In Frankreich nimmt die Zahl der Kinder, die auf der Straße leben, dramatisch zu. Laut der Hilfsorganisation „Jamais Sans Toit“ (deutsch: „Nie ohne Obdach“) leben allein in Lyon rund 300 Schulkinder ohne festen Wohnsitz. Ihre Geschichten verdeutlichen die Schwere der sozialen Krise, die insbesondere alleinerziehende Mütter und ihre Kinder trifft.
Schutz in Schulen
Um den betroffenen Familien zu helfen, hat die Initiative „Jamais Sans Toit“ in Zusammenarbeit mit lokalen Schulen eine außergewöhnliche Lösung gefunden: Kinder und ihre Familien dürfen nachts in Schulgebäuden Zuflucht finden. Derzeit beteiligen sich Schulen in rund 20 französischen Städten an dieser Initiative. In Lyon allein haben 17 Schulen ihre Türen geöffnet und damit 79 Kindern sowie deren Familien ein Dach über dem Kopf geboten.

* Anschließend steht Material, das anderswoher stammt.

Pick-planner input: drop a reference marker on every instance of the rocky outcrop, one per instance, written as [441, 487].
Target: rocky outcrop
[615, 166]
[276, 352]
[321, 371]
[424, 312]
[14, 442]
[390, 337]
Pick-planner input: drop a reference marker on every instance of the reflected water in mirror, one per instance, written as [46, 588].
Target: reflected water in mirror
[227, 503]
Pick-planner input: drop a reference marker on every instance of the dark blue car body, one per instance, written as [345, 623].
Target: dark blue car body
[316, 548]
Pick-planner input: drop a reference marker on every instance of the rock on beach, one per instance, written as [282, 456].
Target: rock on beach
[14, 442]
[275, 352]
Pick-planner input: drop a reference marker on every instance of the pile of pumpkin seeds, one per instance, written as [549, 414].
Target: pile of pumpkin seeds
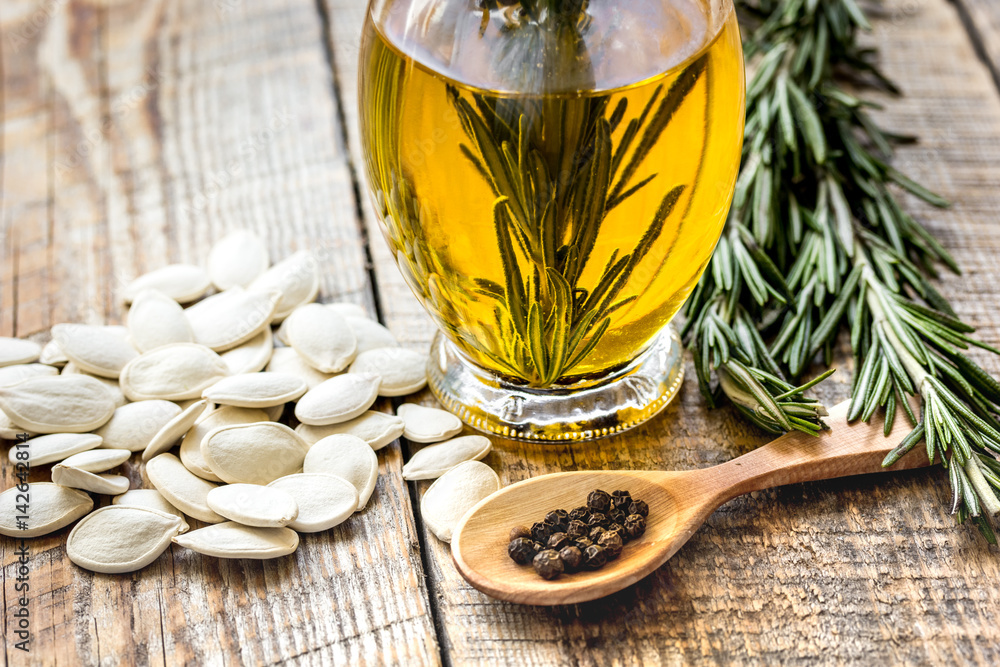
[201, 383]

„Es geht nicht nur darum, eine Unterkunft bereitzustellen“, sagt ein Sprecher der Organisation, „sondern auch darum, den Kindern eine gewisse Stabilität zu bieten. Sie haben das Recht auf Bildung und ein sicheres Umfeld.“
Die Gesichter hinter den Zahlen
Die meisten der betroffenen Kinder stammen aus Familien, die durch plötzliche Arbeitslosigkeit, steigende Lebenshaltungskosten oder schwierige Aufenthaltsbedingungen in die Obdachlosigkeit geraten sind. Besonders betroffen sind alleinerziehende Mütter, die oft zwischen der Sorge um ihre Kinder und dem Kampf um finanzielle Stabilität zerrieben werden.

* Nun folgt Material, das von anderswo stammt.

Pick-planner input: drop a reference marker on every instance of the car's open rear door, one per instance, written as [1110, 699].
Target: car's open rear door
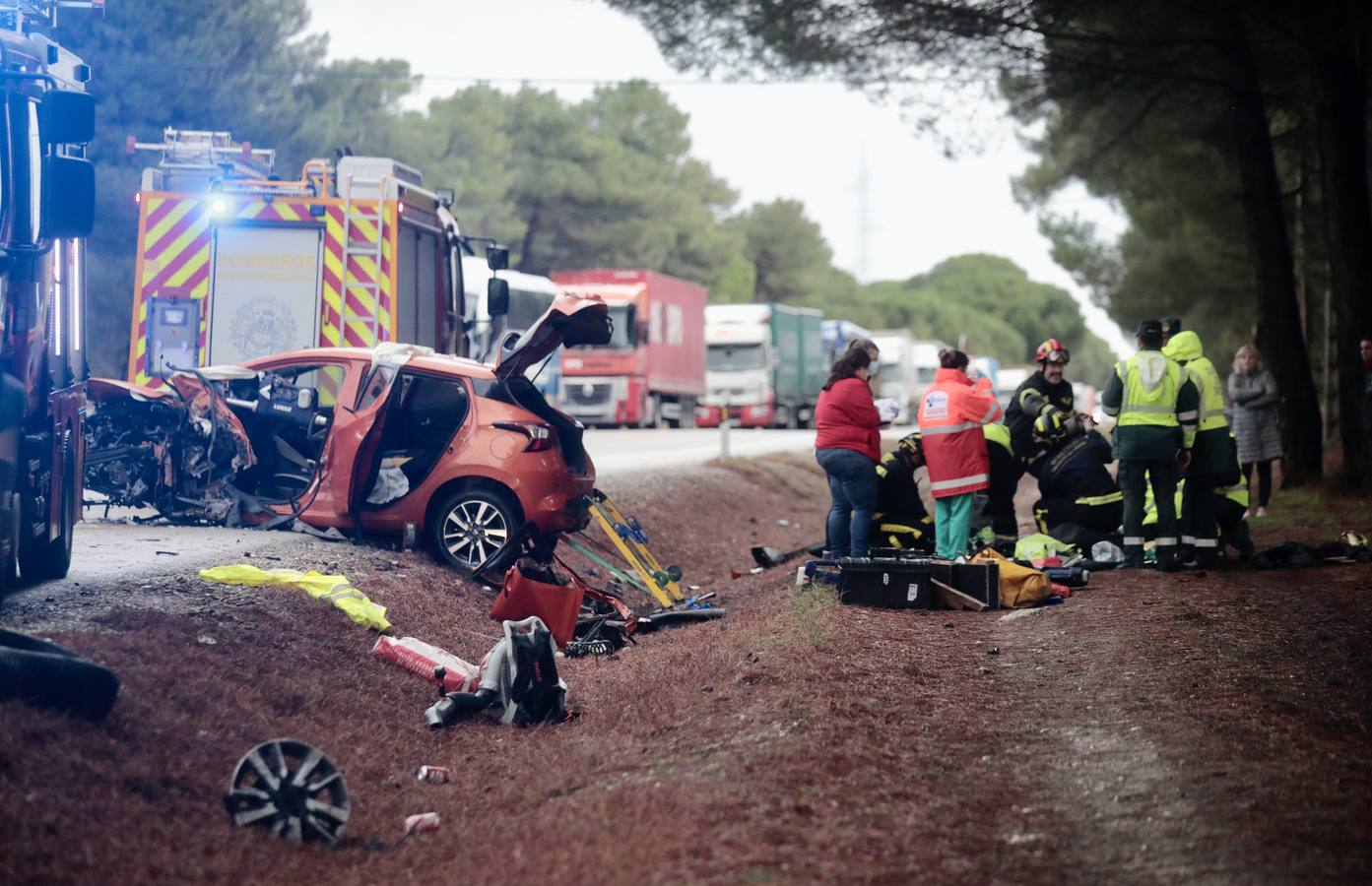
[355, 445]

Eine Mutter, deren Name aus Datenschutzgründen geändert wurde, erzählt: „Ich habe alles verloren, was ich hatte. Ohne die Unterstützung von ‚Jamais Sans Toit‘ wüsste ich nicht, wo wir heute wären.“
Breitere gesellschaftliche Diskussion
Die Initiative hat in Frankreich eine öffentliche Debatte über die soziale Ungerechtigkeit ausgelöst. Zahlreiche Demonstrationen und Spendenaktionen wurden ins Leben gerufen, um auf die Not der obdachlosen Kinder und Familien aufmerksam zu machen. Kritiker werfen der Regierung vor, nicht genug gegen die wachsende Wohnungsnot zu unternehmen, während Hilfsorganisationen auf eine stärkere finanzielle Unterstützung und langfristige Lösungen drängen.
Ein Schritt in die richtige Richtung?
Die Übernachtungsmöglichkeit in Schulen ist für viele Familien ein dringend benötigter Notfallplan, kann aber keine langfristige Lösung sein. „Kinder brauchen mehr als ein provisorisches Dach über dem Kopf“, so ein Mitglied der Organisation. „Sie brauchen echte Stabilität, Zugang zu Bildung und die Chance auf eine bessere Zukunft.“
Ausblick
„Jamais Sans Toit“ ist ein Beispiel für die Solidarität der französischen Zivilgesellschaft inmitten einer tiefgreifenden Krise. Doch ohne weitreichende politische Maßnahmen und eine Stärkung des sozialen Wohnungsbaus wird es schwierig sein, den betroffenen Familien langfristig zu helfen. Die Geschichten der obdachlosen Kinder in Frankreich sind nicht nur herzzerreißend, sondern auch ein Weckruf an die Politik, sich dieser wachsenden sozialen Krise zu stellen.